Re: [patch v3]vmscan: correctly detect GFP_ATOMIC allocation failure

linux-mm.kvack.org archive mirror
 help / color / mirror / Atom feed

From: Minchan Kim <minchan.kim@gmail.com>
To: Shaohua Li <shaohua.li@intel.com>
Cc: David Rientjes <rientjes@google.com>,
	Andrew Morton <akpm@linux-foundation.org>, mel <mel@csn.ul.ie>,
	Rik van Riel <riel@redhat.com>, Michal Hocko <mhocko@suse.cz>,
	linux-mm <linux-mm@kvack.org>
Subject: Re: [patch v3]vmscan: correctly detect GFP_ATOMIC allocation failure
Date: Fri, 28 Oct 2011 07:50:42 +0900	[thread overview]
Message-ID: <20111027225042.GA29407@barrios-laptop.redhat.com> (raw)

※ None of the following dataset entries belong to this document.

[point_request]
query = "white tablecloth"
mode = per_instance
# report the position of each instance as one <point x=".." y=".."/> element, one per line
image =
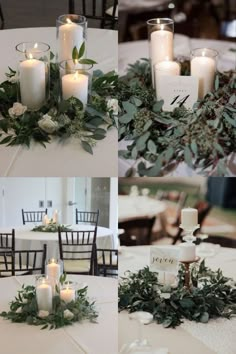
<point x="131" y="207"/>
<point x="32" y="240"/>
<point x="57" y="159"/>
<point x="129" y="52"/>
<point x="217" y="336"/>
<point x="81" y="338"/>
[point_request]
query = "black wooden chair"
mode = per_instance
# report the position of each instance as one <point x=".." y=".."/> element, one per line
<point x="97" y="10"/>
<point x="7" y="241"/>
<point x="86" y="217"/>
<point x="78" y="251"/>
<point x="23" y="262"/>
<point x="107" y="262"/>
<point x="137" y="231"/>
<point x="33" y="216"/>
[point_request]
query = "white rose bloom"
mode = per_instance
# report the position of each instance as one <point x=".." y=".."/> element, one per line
<point x="112" y="104"/>
<point x="47" y="124"/>
<point x="17" y="110"/>
<point x="43" y="314"/>
<point x="68" y="315"/>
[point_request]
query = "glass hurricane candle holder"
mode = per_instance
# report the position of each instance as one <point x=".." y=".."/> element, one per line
<point x="44" y="293"/>
<point x="203" y="66"/>
<point x="75" y="80"/>
<point x="33" y="74"/>
<point x="71" y="32"/>
<point x="68" y="291"/>
<point x="160" y="37"/>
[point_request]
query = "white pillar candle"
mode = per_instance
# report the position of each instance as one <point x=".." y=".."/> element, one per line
<point x="161" y="46"/>
<point x="204" y="69"/>
<point x="75" y="85"/>
<point x="187" y="252"/>
<point x="70" y="36"/>
<point x="67" y="294"/>
<point x="189" y="218"/>
<point x="165" y="68"/>
<point x="44" y="297"/>
<point x="53" y="270"/>
<point x="32" y="77"/>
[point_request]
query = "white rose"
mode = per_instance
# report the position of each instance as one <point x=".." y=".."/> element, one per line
<point x="68" y="315"/>
<point x="47" y="124"/>
<point x="43" y="314"/>
<point x="17" y="110"/>
<point x="112" y="105"/>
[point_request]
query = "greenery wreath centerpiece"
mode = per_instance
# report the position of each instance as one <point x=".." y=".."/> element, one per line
<point x="212" y="295"/>
<point x="204" y="137"/>
<point x="24" y="309"/>
<point x="61" y="119"/>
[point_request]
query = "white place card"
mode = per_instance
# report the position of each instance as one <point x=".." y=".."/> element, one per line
<point x="177" y="91"/>
<point x="164" y="259"/>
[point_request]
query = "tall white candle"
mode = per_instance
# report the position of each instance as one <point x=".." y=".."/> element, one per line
<point x="165" y="68"/>
<point x="70" y="36"/>
<point x="187" y="252"/>
<point x="75" y="85"/>
<point x="189" y="218"/>
<point x="204" y="69"/>
<point x="67" y="294"/>
<point x="161" y="46"/>
<point x="44" y="297"/>
<point x="53" y="270"/>
<point x="32" y="76"/>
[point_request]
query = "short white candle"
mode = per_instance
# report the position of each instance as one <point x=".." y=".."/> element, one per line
<point x="187" y="252"/>
<point x="161" y="46"/>
<point x="44" y="297"/>
<point x="53" y="270"/>
<point x="70" y="36"/>
<point x="75" y="85"/>
<point x="189" y="218"/>
<point x="32" y="76"/>
<point x="204" y="69"/>
<point x="67" y="294"/>
<point x="165" y="68"/>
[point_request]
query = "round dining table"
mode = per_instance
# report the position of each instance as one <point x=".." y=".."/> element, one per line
<point x="134" y="207"/>
<point x="38" y="161"/>
<point x="80" y="338"/>
<point x="130" y="52"/>
<point x="26" y="239"/>
<point x="218" y="336"/>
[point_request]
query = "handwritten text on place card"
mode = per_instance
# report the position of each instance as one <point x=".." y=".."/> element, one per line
<point x="177" y="91"/>
<point x="164" y="259"/>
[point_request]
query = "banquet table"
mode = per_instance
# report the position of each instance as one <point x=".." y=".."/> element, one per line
<point x="21" y="161"/>
<point x="129" y="52"/>
<point x="133" y="207"/>
<point x="26" y="239"/>
<point x="216" y="337"/>
<point x="80" y="338"/>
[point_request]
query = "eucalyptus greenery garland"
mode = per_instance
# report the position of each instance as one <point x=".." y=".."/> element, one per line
<point x="60" y="119"/>
<point x="24" y="309"/>
<point x="212" y="295"/>
<point x="203" y="137"/>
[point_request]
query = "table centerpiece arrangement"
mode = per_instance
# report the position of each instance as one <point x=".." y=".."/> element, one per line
<point x="177" y="286"/>
<point x="53" y="303"/>
<point x="177" y="111"/>
<point x="60" y="97"/>
<point x="51" y="225"/>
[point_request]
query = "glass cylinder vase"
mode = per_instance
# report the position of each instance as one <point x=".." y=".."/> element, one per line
<point x="44" y="293"/>
<point x="75" y="80"/>
<point x="33" y="74"/>
<point x="71" y="33"/>
<point x="203" y="66"/>
<point x="160" y="37"/>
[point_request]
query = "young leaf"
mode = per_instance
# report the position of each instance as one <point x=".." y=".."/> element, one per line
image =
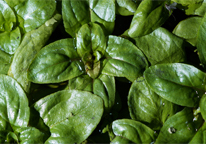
<point x="147" y="106"/>
<point x="123" y="59"/>
<point x="149" y="15"/>
<point x="32" y="42"/>
<point x="176" y="82"/>
<point x="180" y="128"/>
<point x="133" y="131"/>
<point x="161" y="46"/>
<point x="55" y="63"/>
<point x="71" y="115"/>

In-Reply-To: <1318904032.22361.113.camel@sli10-conroe>

On Tue, Oct 18, 2011 at 10:13:52AM +0800, Shaohua Li wrote:
> On Wed, 2011-10-12 at 15:59 +0800, Minchan Kim wrote:
> > On Wed, Oct 12, 2011 at 10:48:59AM +0800, Shaohua Li wrote:
> >  > > there are two cases one zone is below min_watermark.
> > > > > 1. the zone is below min_watermark for allocation in the zone. in this
> > > > > case we need hurry up.
> > > > > 2. the zone is below min_watermark for allocation from high zone. we
> > > > > don't really need hurry up if other zone is above min_watermark.

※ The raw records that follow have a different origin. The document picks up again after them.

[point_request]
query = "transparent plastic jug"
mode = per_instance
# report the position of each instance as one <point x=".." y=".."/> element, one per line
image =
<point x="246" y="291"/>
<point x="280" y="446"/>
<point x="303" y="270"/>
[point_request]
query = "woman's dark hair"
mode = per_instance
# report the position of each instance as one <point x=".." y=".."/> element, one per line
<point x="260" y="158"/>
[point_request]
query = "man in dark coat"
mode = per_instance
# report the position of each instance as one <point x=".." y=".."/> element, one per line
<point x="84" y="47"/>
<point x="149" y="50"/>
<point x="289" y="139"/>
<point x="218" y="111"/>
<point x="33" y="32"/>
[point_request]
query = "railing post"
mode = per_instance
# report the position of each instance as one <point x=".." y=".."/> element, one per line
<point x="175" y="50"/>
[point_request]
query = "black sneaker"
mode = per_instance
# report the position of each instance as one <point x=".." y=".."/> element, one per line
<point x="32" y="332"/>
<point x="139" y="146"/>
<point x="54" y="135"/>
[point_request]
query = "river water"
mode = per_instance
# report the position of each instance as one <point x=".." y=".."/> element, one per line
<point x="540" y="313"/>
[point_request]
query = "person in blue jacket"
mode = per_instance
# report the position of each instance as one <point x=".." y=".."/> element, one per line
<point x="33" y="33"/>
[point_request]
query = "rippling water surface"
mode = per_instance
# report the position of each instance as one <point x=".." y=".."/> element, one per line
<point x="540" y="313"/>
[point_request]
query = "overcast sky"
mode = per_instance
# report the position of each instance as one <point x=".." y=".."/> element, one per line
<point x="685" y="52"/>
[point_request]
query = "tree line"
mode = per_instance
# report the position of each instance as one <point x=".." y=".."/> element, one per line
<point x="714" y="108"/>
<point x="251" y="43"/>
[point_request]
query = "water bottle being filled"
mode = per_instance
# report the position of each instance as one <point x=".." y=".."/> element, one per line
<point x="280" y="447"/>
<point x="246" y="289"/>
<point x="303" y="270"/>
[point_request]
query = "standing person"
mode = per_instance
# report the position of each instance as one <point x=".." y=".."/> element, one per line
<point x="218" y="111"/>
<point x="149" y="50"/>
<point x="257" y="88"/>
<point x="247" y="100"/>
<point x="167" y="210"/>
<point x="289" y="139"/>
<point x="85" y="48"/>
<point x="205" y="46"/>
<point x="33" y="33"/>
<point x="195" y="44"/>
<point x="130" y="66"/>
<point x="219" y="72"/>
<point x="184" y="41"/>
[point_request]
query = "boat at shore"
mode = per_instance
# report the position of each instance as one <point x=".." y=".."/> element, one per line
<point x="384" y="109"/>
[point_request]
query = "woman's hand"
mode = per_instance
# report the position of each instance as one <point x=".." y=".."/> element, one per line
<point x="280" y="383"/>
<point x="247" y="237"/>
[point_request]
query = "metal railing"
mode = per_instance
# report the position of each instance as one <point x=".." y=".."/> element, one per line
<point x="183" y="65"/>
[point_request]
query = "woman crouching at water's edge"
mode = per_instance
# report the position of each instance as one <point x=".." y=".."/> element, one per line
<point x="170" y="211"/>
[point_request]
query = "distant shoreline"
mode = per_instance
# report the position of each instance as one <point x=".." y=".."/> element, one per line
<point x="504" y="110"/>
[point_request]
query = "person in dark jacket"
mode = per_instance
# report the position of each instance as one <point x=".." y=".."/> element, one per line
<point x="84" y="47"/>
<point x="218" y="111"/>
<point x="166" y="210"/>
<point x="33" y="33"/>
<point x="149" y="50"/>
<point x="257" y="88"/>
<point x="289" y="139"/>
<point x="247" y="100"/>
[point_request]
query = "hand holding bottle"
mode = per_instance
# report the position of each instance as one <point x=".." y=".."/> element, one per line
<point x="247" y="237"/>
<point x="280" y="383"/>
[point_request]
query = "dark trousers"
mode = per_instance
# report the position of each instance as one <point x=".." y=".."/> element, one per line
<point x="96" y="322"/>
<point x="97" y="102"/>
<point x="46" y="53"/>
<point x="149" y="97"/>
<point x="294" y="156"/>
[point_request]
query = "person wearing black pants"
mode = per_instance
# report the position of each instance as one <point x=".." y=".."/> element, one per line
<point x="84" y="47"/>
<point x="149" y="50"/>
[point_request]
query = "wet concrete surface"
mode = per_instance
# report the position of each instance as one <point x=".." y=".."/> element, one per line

> > > > > Since low zone need to reserve pages for high zone, the second case
> > > > > could be common.
> > > > 
> > > > You mean "lowmem_reserve"?
> > > > It means opposite. It is a mechanism to defend using of lowmem pages from high zone allocation
> > > > because it could be fatal to allow process pages to be allocated from low zone.
> > > > Also, We could set each ratio for reserved pages of zones.
> > > > How could we make sure lower zones have enough free pages for higher zone?
> > > lowmem_reserve causes the problem, but it's not a fault of
> > > lowmem_reserve. I'm thinking changing it.
> > > 
> > > > > Yes, keeping kswapd running in this case can reduce the chance
> > > > > GFP_ATOMIC failure. But my patch will not cause immediate failure
> > > > > because there is still some zones which are above min_watermark and can
> > > > > meet the GFP_ATOMIC allocation. And keeping kswapd running has some
> > > > 
> > > > True. It was why I said "I don't mean you are wrong but we are very careful about this."
> > > > Normally, it could handle but might fail on sudden peak of atomic allocation stream.
> > > > Recently, we have suffered from many reporting of GFP_AOTMIC allocation than olded.
> > > > So I would like to be very careful and that's why I suggest we need at least some experiment.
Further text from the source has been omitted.